My first thought upon reading this was “sweeeeeet.” So were my second through seventeenth thoughts. Eventually, after fighting very hard to resist the temptation to submit my resume immediately, I considered the implications of allowing alcohol consumption at work. First there are the obvious benefits:
- Alcohol can make co-workers easier to deal with. Oh man, I can think of a dozen people where I work that are fifty times more mellow and easier to work with when they’ve had a drink or five.
- Alcohol inspires creativity. If you don’t believe me, just keep in mind that the following things were invented by drunk people: electricity, computers, the internet, and reality television. Just make sure you’re not too drunk that you can’t remember your great ideas or at least write them down for later.
- Alcohol can benefit worker productivity. Allowing personnel to drink at work gives them one less reason to want to go home, so they’ll be more than happy to put in the longer hours today’s work environment demands.
- Alcohol helps with the Monday Blues. After drinking your weekend away, the last thing you probably want to do is go to work Monday morning. But if you can bring your friends Heineken and Captain Morgan with you, Mondays won’t be quite so bad after all.
- At least it’s not drugs. Employees who can drink at work will be far less likely to sneak out for a quick “smoke” break, and I ain’t talkin’ ’bout cigarettes. And while some people might argue that alcohol is a drug, I would argue that those people should shut the hell up and have a drink.
Of course, there are also some drawbacks to allowing employees to drink while working.
- Alcohol can impair judgment. “Should we buy out our competitor for $100 million when it’s only worth $5 million? No! That would be stupid! [Five drinks later.] Yes! That would be awesome!”
- Alcohol makes people tired and/or slow. While alcohol might keep your workers happier and working longer, they might spend some of those hours re-reading the same paragraph 47 times or sleeping under their desks. Counteract this unfortunate side effect of alcohol by blaring extremely loud heavy metal throughout your office building.
- Drunk people sometimes fight more. This one sort of speaks for itself, so I’ll also note that a policy allowing alcohol at work is not compatible with policies allowing guns and knives at work. One or the other, people!
- Alcohol can inspire all sorts of bad behavior. If your workplace already suffers from numerous sexual harassment or ethnic discrimination complaints, letting workers drink might not improve things.
- Other people might look down on your business if everyone’s drinking all of the time.
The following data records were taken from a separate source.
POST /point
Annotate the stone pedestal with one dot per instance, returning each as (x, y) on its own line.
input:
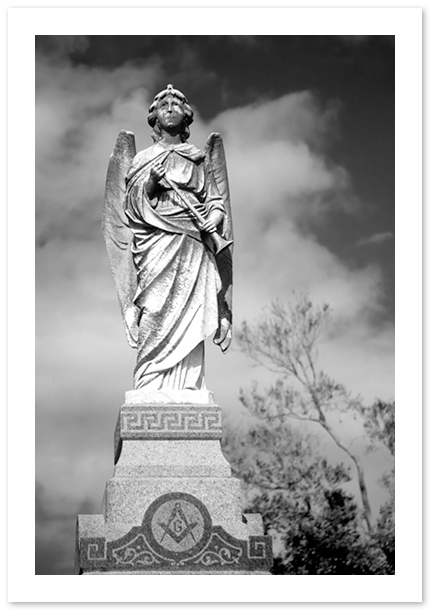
(172, 506)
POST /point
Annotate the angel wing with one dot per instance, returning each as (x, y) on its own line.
(217, 168)
(116, 231)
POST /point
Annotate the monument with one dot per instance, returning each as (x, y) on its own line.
(172, 506)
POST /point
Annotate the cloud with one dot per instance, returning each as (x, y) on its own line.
(59, 47)
(375, 239)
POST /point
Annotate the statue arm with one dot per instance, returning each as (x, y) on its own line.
(217, 170)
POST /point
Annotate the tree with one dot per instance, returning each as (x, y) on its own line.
(285, 342)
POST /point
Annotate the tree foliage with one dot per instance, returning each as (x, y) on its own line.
(300, 494)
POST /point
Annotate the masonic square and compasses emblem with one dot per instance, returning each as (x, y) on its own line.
(178, 524)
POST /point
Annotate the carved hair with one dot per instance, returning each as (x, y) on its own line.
(152, 113)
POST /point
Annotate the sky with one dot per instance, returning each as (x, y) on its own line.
(308, 129)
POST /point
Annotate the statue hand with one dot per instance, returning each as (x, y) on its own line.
(157, 173)
(212, 221)
(131, 326)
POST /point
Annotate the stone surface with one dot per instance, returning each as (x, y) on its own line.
(183, 485)
(177, 533)
(161, 421)
(169, 397)
(127, 499)
(172, 459)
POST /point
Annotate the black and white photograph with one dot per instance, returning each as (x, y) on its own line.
(215, 305)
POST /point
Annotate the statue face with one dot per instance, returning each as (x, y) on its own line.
(170, 113)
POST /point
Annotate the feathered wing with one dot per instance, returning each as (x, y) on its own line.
(116, 231)
(216, 166)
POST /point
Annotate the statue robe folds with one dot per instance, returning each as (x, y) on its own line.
(178, 282)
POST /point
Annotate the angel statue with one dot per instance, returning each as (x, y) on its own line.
(168, 231)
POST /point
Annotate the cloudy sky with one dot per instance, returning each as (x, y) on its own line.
(308, 128)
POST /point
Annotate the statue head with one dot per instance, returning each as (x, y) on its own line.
(178, 96)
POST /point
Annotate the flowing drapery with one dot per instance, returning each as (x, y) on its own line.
(177, 276)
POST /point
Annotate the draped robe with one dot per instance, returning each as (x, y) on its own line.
(177, 276)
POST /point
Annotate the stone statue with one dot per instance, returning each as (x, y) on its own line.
(168, 230)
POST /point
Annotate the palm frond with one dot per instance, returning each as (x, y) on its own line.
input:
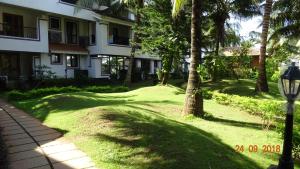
(177, 6)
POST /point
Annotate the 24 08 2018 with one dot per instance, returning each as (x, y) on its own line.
(255, 148)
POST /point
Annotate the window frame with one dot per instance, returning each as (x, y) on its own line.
(78, 61)
(60, 59)
(59, 23)
(77, 32)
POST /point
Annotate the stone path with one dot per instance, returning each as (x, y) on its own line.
(32, 145)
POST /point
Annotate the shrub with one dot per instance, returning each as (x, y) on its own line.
(3, 153)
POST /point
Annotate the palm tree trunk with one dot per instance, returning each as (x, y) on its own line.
(135, 41)
(166, 73)
(193, 99)
(262, 83)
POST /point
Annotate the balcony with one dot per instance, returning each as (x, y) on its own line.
(118, 40)
(55, 36)
(24, 39)
(18, 32)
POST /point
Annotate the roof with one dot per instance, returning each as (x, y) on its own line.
(228, 51)
(67, 48)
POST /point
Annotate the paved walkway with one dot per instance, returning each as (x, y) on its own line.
(31, 145)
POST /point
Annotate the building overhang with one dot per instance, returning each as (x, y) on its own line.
(67, 49)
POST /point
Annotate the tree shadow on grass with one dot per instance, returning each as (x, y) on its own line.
(160, 143)
(41, 108)
(256, 126)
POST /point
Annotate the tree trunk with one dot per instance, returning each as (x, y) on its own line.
(166, 72)
(135, 41)
(193, 99)
(262, 83)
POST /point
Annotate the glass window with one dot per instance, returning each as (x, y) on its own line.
(56, 59)
(70, 1)
(54, 23)
(72, 32)
(105, 66)
(72, 61)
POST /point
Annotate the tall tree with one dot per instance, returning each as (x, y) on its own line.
(163, 36)
(262, 82)
(193, 98)
(136, 5)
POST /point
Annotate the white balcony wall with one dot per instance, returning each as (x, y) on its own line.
(28, 45)
(52, 6)
(108, 49)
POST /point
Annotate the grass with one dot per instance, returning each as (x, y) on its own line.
(242, 87)
(143, 128)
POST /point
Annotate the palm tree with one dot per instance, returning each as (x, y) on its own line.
(193, 97)
(262, 83)
(137, 5)
(115, 5)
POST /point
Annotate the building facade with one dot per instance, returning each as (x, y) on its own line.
(50, 34)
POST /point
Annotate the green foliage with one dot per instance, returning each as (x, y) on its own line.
(279, 55)
(3, 153)
(267, 109)
(37, 93)
(161, 35)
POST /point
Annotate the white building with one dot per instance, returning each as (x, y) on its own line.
(34, 33)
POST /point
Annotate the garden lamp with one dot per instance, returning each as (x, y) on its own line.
(290, 86)
(289, 83)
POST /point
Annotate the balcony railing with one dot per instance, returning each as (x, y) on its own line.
(55, 36)
(17, 31)
(117, 40)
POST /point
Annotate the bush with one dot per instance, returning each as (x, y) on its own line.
(3, 153)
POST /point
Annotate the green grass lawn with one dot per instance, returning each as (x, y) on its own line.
(143, 128)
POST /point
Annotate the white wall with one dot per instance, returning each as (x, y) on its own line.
(58, 69)
(107, 49)
(52, 6)
(27, 45)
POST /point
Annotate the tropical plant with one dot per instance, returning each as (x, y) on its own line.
(262, 82)
(163, 36)
(193, 99)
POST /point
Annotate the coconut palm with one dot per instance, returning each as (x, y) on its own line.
(115, 5)
(193, 98)
(262, 83)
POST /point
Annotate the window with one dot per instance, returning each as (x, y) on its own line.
(72, 61)
(54, 23)
(119, 34)
(70, 1)
(56, 59)
(13, 25)
(92, 33)
(72, 32)
(105, 70)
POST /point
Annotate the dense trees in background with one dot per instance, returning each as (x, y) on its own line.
(163, 36)
(173, 29)
(262, 82)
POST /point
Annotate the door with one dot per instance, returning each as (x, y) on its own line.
(13, 25)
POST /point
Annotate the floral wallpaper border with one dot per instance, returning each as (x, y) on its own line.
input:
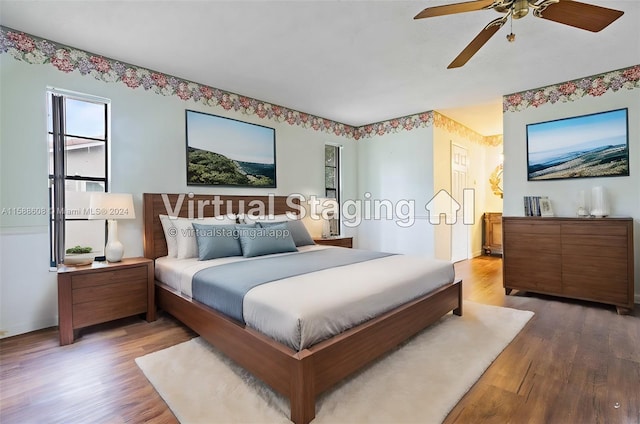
(35, 50)
(595, 86)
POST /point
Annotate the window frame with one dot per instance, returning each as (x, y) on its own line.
(57, 177)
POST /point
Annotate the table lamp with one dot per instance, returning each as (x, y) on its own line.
(112, 207)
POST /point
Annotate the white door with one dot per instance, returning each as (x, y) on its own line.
(459, 231)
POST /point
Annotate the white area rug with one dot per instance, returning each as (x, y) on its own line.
(420, 382)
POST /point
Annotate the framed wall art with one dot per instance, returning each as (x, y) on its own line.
(227, 152)
(595, 145)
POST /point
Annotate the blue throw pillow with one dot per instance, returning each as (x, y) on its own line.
(298, 231)
(260, 241)
(217, 241)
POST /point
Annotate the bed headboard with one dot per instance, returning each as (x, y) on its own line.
(155, 245)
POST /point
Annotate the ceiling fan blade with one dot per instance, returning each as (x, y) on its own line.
(580, 15)
(477, 42)
(450, 9)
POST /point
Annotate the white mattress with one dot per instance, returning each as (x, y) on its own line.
(303, 310)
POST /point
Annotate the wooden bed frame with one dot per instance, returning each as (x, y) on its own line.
(299, 376)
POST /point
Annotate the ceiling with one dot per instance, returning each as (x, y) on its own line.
(355, 62)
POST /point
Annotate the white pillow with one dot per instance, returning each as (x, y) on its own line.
(169, 236)
(186, 236)
(254, 219)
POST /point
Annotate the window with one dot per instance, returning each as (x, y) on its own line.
(78, 129)
(332, 182)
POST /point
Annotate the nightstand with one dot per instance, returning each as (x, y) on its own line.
(336, 241)
(103, 291)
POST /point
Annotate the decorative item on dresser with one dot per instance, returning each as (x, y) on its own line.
(335, 241)
(581, 258)
(492, 234)
(112, 207)
(104, 292)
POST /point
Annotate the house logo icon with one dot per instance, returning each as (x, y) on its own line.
(443, 203)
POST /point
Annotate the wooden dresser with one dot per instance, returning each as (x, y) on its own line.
(492, 233)
(581, 258)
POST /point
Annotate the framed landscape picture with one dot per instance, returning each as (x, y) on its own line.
(595, 145)
(226, 152)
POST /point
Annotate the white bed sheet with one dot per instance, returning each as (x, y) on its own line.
(303, 310)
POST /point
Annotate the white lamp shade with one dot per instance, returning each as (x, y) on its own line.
(111, 206)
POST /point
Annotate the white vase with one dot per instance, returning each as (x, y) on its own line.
(599, 204)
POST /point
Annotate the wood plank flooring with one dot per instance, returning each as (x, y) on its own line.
(575, 362)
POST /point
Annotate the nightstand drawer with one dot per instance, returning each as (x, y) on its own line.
(114, 306)
(109, 277)
(105, 292)
(101, 292)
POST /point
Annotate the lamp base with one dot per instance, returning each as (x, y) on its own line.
(114, 250)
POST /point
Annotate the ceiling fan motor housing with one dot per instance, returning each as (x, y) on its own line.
(520, 9)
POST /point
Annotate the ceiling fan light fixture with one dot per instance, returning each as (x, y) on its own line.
(520, 9)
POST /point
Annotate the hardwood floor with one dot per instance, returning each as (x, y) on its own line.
(574, 362)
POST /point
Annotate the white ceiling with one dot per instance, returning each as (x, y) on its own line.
(355, 62)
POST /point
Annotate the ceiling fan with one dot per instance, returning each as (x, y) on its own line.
(580, 15)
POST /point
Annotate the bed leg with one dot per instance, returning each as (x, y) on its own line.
(303, 396)
(458, 311)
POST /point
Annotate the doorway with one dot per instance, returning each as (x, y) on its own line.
(459, 181)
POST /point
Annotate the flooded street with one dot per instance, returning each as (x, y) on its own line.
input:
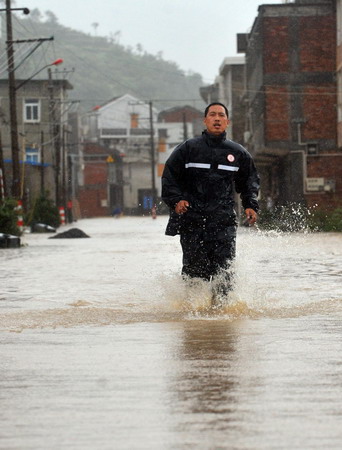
(103, 347)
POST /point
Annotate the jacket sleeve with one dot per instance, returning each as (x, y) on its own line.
(247, 183)
(173, 178)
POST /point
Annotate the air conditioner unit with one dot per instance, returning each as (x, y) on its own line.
(312, 148)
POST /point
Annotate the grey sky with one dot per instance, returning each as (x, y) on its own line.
(196, 34)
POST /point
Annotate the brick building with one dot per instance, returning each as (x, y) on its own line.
(43, 137)
(102, 187)
(292, 95)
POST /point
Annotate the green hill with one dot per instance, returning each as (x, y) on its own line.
(103, 68)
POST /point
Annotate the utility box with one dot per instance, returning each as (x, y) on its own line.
(315, 184)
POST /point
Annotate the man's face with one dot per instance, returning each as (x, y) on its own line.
(216, 120)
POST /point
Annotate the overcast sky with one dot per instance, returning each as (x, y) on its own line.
(196, 34)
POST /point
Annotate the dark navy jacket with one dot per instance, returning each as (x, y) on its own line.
(204, 171)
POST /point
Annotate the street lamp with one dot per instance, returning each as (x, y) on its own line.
(12, 98)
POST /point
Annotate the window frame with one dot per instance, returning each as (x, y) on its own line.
(30, 104)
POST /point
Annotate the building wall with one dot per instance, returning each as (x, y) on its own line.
(36, 136)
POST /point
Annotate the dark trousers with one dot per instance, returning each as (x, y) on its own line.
(205, 256)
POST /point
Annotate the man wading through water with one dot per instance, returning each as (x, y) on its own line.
(198, 186)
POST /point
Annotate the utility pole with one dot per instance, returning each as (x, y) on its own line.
(154, 200)
(55, 138)
(42, 162)
(185, 127)
(13, 106)
(2, 174)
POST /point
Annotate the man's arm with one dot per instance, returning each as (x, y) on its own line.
(173, 180)
(247, 183)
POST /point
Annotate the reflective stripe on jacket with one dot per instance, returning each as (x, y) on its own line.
(204, 171)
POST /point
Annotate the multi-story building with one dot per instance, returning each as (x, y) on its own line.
(119, 171)
(292, 95)
(42, 119)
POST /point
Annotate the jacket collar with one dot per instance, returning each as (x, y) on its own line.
(215, 139)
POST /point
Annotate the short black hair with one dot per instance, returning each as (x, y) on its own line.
(215, 103)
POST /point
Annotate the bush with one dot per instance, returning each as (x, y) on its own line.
(45, 211)
(9, 217)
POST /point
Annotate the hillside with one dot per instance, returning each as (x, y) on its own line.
(103, 68)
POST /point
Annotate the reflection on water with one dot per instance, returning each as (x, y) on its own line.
(103, 346)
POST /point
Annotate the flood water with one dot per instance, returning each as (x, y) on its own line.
(103, 347)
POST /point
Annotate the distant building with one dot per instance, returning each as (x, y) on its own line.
(42, 117)
(292, 96)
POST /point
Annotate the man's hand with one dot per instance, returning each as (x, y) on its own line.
(251, 216)
(182, 207)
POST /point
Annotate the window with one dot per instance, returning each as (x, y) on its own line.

Then again, Google seems not to mind if its workers get sloshed on the clock and it has at least 70 billion users worldwide.
In the end, the decision on whether or not to allow alcohol in the workplace should be made on a case-by-case basis and only after careful consideration of numerous factors including but not limited to employee diversity, workplace safety, and worker productivity. And if your place of business decides that openly allowing you to bring a six-pack to your cubicle for lunch isn’t a good idea, you can just pre-mix your booze and sneak it past security in a soft drink bottle like everyone else you work with already does.